Derecktor was founded by Robert E. Derecktor, the legendary boatbuilder, yachtsman and Meriden native known for his fiery personality as much as his relentless pursuit of perfection. In 1946, he opened a small boat-building shop along the water in Mamaroneck, N.Y., and grew that modest operation into a multimillion-dollar ship-building and -repair empire with a yard in Dania Beach, Fla., to go with the ones in New York and Connecticut. He passed away in 2001, leaving son Paul to run the company.

Between its three shipyards, Derecktor regularly employs about 200—the amount fluctuates by yard, by season and by the volume and type of work being done. If there are larger vessels being built, the company will add up to another 250 subcontractors, workers who specialize in whatever particular aspects of the building process are needed.

The day I visit Derecktor is warm, sunny and clear, ideal conditions to be on the water, or at least next to it. The property has a few large, hangarlike structures as well as sundry modular buildings that serve as office space. Numerous boats are up on blocks and receiving attention at different spots around the yard, including private boats, a ferry, a tug, a large catamaran and even an old steam paddleboat. In addition to boat building, a significant portion of Derecktor’s Bridgeport business is maintenance of active vessels, including refitting and painting—one of the permanent buildings here is a 150-by-70-foot climate-controlled painting booth.

Unlike some other shipbuilders, the Derecktor yard in Bridgeport has its own custom metal-fabrication facility, a long and wide building that includes a giant overhead crane that moves along tracks high on the walls; there are also dozens of individual cutting and welding stations, little pockets of spark-filled activity. Most vessels built here are constructed in modules and then fitted together like pieces of a puzzle.

One of the key pieces of the yard is the 4,000-ton dry dock, nicknamed the “Derecktor Protector.” The enormous floating structure is used to transfer vessels between the main assembly building and the Sound. When a newly constructed vessel (like Cakewalk) is being launched, it’s maneuvered down the ramp and into the dock, which then goes out into the Sound before setting the craft into the water. (The process is reversed for taking boats out of the water.) Vessels are moved between the dry dock and the main assembly building via a concrete ramp that allows them to “float” on a specially designed air-cushion system.

“We recently refitted the dry dock to double the capacity,” says Derecktor. “It’s now big enough to handle everything but the very largest vessels in the world. We can now haul out 4,000-ton vessels and move them into our building or launch new construction of that size. We are the only refit yard I know of on the East Coast that can put a 3,000- or 4,000-ton boat under permanent cover in a climate-controlled building.” Protected from the elements, vessels are worked on year-round.
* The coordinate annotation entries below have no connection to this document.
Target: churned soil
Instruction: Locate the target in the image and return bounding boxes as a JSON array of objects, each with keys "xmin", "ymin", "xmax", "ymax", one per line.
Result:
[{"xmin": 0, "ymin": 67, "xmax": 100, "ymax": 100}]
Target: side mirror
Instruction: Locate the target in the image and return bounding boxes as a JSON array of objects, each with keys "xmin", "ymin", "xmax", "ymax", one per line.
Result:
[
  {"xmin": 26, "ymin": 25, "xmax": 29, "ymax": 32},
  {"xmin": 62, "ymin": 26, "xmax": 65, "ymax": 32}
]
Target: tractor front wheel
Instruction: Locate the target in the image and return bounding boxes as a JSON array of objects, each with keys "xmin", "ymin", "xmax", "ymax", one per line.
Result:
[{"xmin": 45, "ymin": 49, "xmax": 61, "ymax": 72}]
The main assembly building is a 45,000- square-foot, nine-story-high structure, a cavernous working space that can accommodate vessels up to 400 feet long. During my visit, workers here are refitting a dinner cruise ship to make it “green,” that is, more eco-friendly thanks to a efficient propulsion system that will create less toxic emissions.

To move “smaller” boats (up to 650 tons) out of the water and around the yard, there’s a bright blue lift, a giant rolling frame that looks like something out of my old Erector set, you know, other than having wheels that are taller than I am.

Speaking of toys, some of the vessels built here may be considered playthings for the wealthy, but constructing them and keeping them afloat is far from child’s play.